Steven Lamy, an international relations professor at the University of Southern California said, “They are making sure China knows that they will check any unilateral action that threatens trade and security in Asia.”
Zack Cooper of the American Enterprise Institute (AEI), however, believes that the European nation’s deployment is primarily symbolic.
“I do think there is concern that the United States is increasingly focused on the Indo-Pacific, so some in Europe want to demonstrate that they can be helpful in Asia, too,” Cooper said. “That is a positive sign, in my view. This has more of a signaling value than a military value, but the message is still a useful one. But I think it is also important to note that the EU-China investment deal is potentially more important as a signal than these military deployments, so we need to make sure that our security and economic efforts are both pointed in the same direction.”

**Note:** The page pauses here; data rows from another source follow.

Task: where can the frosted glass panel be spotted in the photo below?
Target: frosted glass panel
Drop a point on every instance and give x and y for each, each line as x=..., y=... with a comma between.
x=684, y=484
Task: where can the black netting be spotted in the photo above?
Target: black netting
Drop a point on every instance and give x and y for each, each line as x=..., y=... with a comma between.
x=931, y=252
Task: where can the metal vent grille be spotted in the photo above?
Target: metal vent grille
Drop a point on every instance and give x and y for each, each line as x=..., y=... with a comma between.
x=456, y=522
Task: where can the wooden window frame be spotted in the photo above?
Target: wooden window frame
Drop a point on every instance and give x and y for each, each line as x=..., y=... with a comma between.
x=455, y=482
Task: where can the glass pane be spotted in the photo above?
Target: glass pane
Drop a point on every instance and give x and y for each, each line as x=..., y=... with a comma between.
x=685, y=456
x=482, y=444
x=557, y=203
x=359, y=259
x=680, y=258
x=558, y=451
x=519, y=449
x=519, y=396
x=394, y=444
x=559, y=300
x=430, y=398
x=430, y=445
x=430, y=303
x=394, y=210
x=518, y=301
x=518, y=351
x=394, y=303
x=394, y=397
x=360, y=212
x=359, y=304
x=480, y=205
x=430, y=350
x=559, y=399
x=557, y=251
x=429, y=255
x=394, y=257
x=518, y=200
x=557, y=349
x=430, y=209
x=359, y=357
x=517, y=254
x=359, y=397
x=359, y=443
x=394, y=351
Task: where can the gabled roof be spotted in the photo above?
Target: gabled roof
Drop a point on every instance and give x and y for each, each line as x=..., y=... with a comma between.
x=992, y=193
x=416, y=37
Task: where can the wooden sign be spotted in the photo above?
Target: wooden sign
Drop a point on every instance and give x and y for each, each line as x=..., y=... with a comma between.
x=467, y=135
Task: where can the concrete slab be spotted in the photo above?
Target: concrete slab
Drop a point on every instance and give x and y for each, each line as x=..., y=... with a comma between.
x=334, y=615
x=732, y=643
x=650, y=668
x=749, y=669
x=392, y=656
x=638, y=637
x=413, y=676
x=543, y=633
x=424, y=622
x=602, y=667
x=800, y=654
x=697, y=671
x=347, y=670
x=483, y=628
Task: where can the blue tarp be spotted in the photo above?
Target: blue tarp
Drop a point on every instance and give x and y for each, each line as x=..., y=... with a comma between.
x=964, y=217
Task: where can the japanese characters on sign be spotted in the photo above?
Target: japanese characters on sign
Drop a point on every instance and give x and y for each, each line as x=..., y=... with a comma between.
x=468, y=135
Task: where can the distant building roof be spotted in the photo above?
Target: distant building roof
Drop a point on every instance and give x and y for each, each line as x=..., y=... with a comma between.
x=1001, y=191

'Values-based trade agenda'
On Dec. 30, the EU and China concluded negotiations on a wide-ranging investment treaty.
President of the European Commission Ursula von der Leyen said, “Today‘s agreement is an important landmark in our relationship with China and for our values-based trade agenda.”
Other objectives
British and German Asia-Pacific deployments have objectives beyond countering China's expansion in the region.
Jamie Shea, a former NATO official and senior fellow at the think tank Friends of Europe, said the U.K.'s actions were intended to show aspirations to be "Global Britain" after Brexit, as its departure from the EU is known.
“This aspiration focuses largely on the Asia-Pacific region as the U.K. is convinced that new trade agreements with the countries in this region are key to the U.K.’s future economic growth,” Shea told VOA. “So a U.K. military capability to project power in the Asia-Pacific, based around the country’s two recently acquired new aircraft carriers, is key to demonstrating the U.K.’s strategic relevance to the region. The Royal Navy is the priority here as ships can be deployed flexibly and are a good way of demonstrating presence.”
Shea added that Britain's defense procurement and its decision to send the HMS Queen Elizabeth to the South China Sea also signals to Washington that the U.K. remains willing and able to be a major strategic ally.
While Germany has no desire to be a global military power, it has key economic and trading interests in Asia that it wishes to protect, Shea noted.
“Germany has no desire to become embroiled in the regional disputes in Asia, such as in the South and East China seas, but the occasional dispatch of a frigate and participation in a maritime exercise is a useful way to build confidence and develop partnerships and interoperability with Germany’s major trading partners in the region,” Shea said.
According to Japan's Kyodo News, Japan's defense minister, Nobuo Kishi, last month expressed his desire for German frigates to participate in exercises with Japan's Self-Defense Forces, which he hoped would pass through the South China Sea.
The British government announced on Jan. 4 that the British Royal Navy’s carrier strike group has reached initial operating capability ahead of its first operational deployment later this year.
The carrier strike group commander, Commodore Steve Moorhouse, tweeted Jan. 4, “In practical terms, my Strike Group is now at Very High Readiness, meaning we are at 5 days’ notice to deploy, if required, in response to global events & in defence of British interests.”
In response to the HMS Queen Elizabeth’s deployment to the South China Sea, Tan Kefei, a spokesman for China's Ministry of Defense, said, "The Chinese military will take the necessary measures to resolutely safeguard national sovereignty, security and development interests and firmly safeguard peace and stability in the South China Sea."
Adrianna Zhang of the VOA Mandarin Service contributed to this report.